操作メニューから VHDの作成 を選択し、仮想ハードディスクを作成しましょう。
場所には参照ボタンでMicroSDカードを選択して適当なファイル名を入力。ここでは「vhdd.vhd」としました。この名前は後ほど使うので覚えておきます。
仮想ハードディスクのサイズには、挿入したカードで使用可能な容量を入力しましょう。
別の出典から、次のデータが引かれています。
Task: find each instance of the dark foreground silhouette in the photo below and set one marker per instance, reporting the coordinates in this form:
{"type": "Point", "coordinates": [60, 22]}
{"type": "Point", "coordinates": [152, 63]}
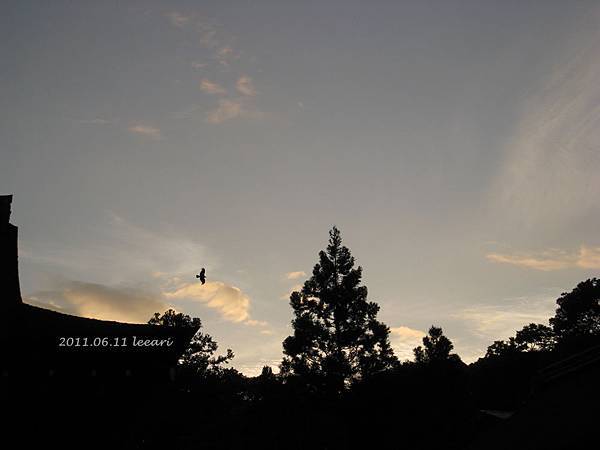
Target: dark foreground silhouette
{"type": "Point", "coordinates": [538, 390]}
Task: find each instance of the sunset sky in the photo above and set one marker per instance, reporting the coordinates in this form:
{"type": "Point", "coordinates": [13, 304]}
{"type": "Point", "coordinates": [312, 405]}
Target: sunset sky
{"type": "Point", "coordinates": [456, 144]}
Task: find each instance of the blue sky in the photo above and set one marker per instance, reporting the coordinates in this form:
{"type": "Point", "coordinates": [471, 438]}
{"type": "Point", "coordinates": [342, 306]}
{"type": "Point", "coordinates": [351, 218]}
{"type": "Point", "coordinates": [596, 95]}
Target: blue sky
{"type": "Point", "coordinates": [454, 143]}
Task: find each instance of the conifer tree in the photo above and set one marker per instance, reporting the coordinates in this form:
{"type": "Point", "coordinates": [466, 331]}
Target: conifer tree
{"type": "Point", "coordinates": [337, 338]}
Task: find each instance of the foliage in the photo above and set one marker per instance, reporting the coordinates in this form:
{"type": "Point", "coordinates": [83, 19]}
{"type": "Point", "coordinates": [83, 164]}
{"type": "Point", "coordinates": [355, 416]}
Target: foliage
{"type": "Point", "coordinates": [199, 358]}
{"type": "Point", "coordinates": [337, 338]}
{"type": "Point", "coordinates": [437, 348]}
{"type": "Point", "coordinates": [578, 312]}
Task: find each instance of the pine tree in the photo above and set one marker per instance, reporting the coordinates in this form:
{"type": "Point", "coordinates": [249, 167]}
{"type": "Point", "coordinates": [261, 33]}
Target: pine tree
{"type": "Point", "coordinates": [337, 338]}
{"type": "Point", "coordinates": [436, 348]}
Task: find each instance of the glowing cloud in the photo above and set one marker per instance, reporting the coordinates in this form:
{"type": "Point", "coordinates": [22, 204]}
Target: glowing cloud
{"type": "Point", "coordinates": [404, 340]}
{"type": "Point", "coordinates": [245, 86]}
{"type": "Point", "coordinates": [230, 301]}
{"type": "Point", "coordinates": [211, 88]}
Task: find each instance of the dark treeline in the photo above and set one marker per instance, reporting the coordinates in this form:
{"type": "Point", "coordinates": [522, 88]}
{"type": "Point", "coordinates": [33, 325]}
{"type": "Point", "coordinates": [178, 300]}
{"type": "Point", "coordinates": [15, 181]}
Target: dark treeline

今回の使用したカードではフォーマット後に14GBくらいになったので、14GBと設定しました。
下にある2つの設定はデフォルトのまま、フォーマット=VHD、種類=容量固定とします。
容量にもよりますが、完成までに結構時間がかかるので気長に待ちましょう?
VHDを初期化してシンプルボリュームを作成
VHDが完成したら、ディスクの管理ウィンドウ・下部のリストをスクロールさせた所に新たなディスクが表示されます。
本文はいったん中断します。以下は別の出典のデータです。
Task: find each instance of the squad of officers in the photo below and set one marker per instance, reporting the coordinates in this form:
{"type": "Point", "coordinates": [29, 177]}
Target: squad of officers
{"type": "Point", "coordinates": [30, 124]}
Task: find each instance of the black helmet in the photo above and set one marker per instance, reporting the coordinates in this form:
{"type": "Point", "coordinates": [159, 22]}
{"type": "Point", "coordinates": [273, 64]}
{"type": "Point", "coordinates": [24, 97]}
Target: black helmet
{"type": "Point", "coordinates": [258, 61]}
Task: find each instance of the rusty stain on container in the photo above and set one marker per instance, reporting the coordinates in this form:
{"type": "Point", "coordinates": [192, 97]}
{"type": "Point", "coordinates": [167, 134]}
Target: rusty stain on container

現在作成した容量のディスクが表示されていれば成功!右クリックして初期化を選択します。
デフォルトのまま OKボタンをクリックで問題ありません。
初期化が終わると普通にシンプルボリュームを作成できるようになるので、最大容量のサイズを指定して作成しましょう。
これで普通のハードディスクと同じように使うことができるようになりました。
ドライブレターを変更して使いやすい構成にする
最後にディスクの管理ウィンドウでドライブレターを変更し、後々わかりやすい環境に仕上げていきます。
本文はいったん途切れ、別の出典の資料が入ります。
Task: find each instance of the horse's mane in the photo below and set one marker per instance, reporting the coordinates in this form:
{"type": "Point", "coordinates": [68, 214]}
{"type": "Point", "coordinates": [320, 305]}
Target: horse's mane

本体のMicroSDスロットに入っているカードのドライブレターをSに、インストールに使った USBメディアのドライブは Uドライブに設定。
最後に今作ったVHDのドライブレターをDに変更すれば完成です!
さらにもう一手間!VHDをOS起動と同時に使える状態に
仮想ハードディスクは Windowsを再起動すると解除されてしまうので、もう一度マウントしなければ使えない状態になってしまいます。
OSの起動と同時に自動で使えるようになれば便利ですよね♪ってことで最後にもう一手間!
タスクスケジューラにタスクを作成する
タスクバーの検索ボックスに「タスクスケジューラ」と入力するとすぐに表示されるので、それを開きましょう。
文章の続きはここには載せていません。